CDC has stated that it will issue revised guidance on October 1 and this time they will consider issues of practicality, feasibility, expense, supply and the like, in addition to the scientific issue. Meanwhile, the “second wave” is upon us, well underway in some parts of the country and the reason they are waiting until October 1 escapes me. There is no “win-win” here; they will be criticized no matter what is finally recommended. If they recommend droplet precautions, as was the standard for influenza since CDC began recommending any kind of isolation precautions, criticism will come from service worker unions, some of the public who are trying to impact hospital infection control and probably some politicians and other government agencies (think OSHA) as well. Should they continue to recommend N-95 masks, they risk becoming irrelevant, since U.S. hospitals, almost without exception, will simply not comply. N-95s are too uncomfortable and unpleasant, to say nothing of expensive and unavailable, to wear for an extended period in health care settings.
New research
One of the presentations at the recent ICAAC meeting in San Francisco that generated a lot of media coverage was by Raina MacIntyre, MD, of the University of New South Wales in Sydney, Australia. Her report purported to document the superiority of N-95 masks in preventing influenza transmission in a 24-hospital cooperative study in Beijing, China, carried out during a five-week period during the previous influenza season. A brief article about this presentation may be found on page 28 of this issue of Infectious Disease News, together with a brief and incomplete list of my concerns about this study. This report was said to have been presented to the IOM committee during one of its hearings. MacIntyre was quoted as stating that “it would not be ethical to recommend surgical masks for health care workers,” in response to her findings. To make such a statement requires a passionate belief in the validity of her findings, suggesting at least a possibility of investigator bias and hardly seems justified by what we know at present. There are simply too many unanswered questions, and further evaluation must await examination of published data.
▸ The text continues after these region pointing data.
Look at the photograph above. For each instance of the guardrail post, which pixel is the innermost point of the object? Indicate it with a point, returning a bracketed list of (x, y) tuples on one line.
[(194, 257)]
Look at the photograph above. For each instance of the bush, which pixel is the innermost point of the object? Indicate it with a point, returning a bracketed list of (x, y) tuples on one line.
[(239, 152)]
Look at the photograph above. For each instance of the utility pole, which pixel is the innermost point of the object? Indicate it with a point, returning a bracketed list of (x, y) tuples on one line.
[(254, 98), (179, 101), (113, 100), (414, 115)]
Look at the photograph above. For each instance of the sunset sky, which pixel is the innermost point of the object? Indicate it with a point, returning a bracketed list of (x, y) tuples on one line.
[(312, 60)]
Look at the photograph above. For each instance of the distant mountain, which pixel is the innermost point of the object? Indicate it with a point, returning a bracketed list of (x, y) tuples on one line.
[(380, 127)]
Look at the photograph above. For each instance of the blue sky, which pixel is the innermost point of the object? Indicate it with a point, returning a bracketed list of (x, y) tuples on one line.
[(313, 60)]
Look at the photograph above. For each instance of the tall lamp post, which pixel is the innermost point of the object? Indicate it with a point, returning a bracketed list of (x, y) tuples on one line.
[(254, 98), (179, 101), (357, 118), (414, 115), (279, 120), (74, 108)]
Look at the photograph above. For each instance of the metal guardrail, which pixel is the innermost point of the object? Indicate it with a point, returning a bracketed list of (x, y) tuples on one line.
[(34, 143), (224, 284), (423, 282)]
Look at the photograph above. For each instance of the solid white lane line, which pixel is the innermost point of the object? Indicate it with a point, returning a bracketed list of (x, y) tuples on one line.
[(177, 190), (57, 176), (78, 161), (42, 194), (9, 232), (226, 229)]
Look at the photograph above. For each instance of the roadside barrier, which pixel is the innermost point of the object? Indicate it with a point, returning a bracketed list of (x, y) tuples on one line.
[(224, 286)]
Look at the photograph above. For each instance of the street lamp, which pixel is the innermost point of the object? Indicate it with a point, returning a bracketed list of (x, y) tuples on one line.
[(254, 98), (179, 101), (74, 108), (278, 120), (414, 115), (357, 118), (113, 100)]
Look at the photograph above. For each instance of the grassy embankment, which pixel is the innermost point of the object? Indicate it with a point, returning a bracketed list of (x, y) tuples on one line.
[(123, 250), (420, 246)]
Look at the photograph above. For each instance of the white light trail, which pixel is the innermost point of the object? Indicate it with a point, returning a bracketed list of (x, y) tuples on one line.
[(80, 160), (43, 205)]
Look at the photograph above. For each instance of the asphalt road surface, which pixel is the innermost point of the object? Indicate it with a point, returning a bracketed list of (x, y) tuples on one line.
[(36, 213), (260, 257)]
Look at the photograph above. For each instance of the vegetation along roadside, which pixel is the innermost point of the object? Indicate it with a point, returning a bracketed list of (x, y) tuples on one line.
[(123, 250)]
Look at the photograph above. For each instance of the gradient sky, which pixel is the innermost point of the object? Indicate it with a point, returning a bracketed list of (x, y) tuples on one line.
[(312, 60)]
There is no argument, I would hope, that most transmission of influenza is via the droplet route. Similarly, there is no argument about the fact that some transmission of influenza is via the airborne route and thus not amenable to prevention using surgical masks. The only question is how much, and under what circumstances, does airborne transmission occur. Stay tuned!
Addendum:
October 1 has come and gone, and I’m unable as this issue goes to press to find any evidence of a change in CDC’s recommendations for HCW respiratory protection. Meanwhile, the rest of the ID/epidemiology community has clearly moved in a different direction. See IDSA President Anne Gershon’s statement in the lead story in the September 2009 IDSA News.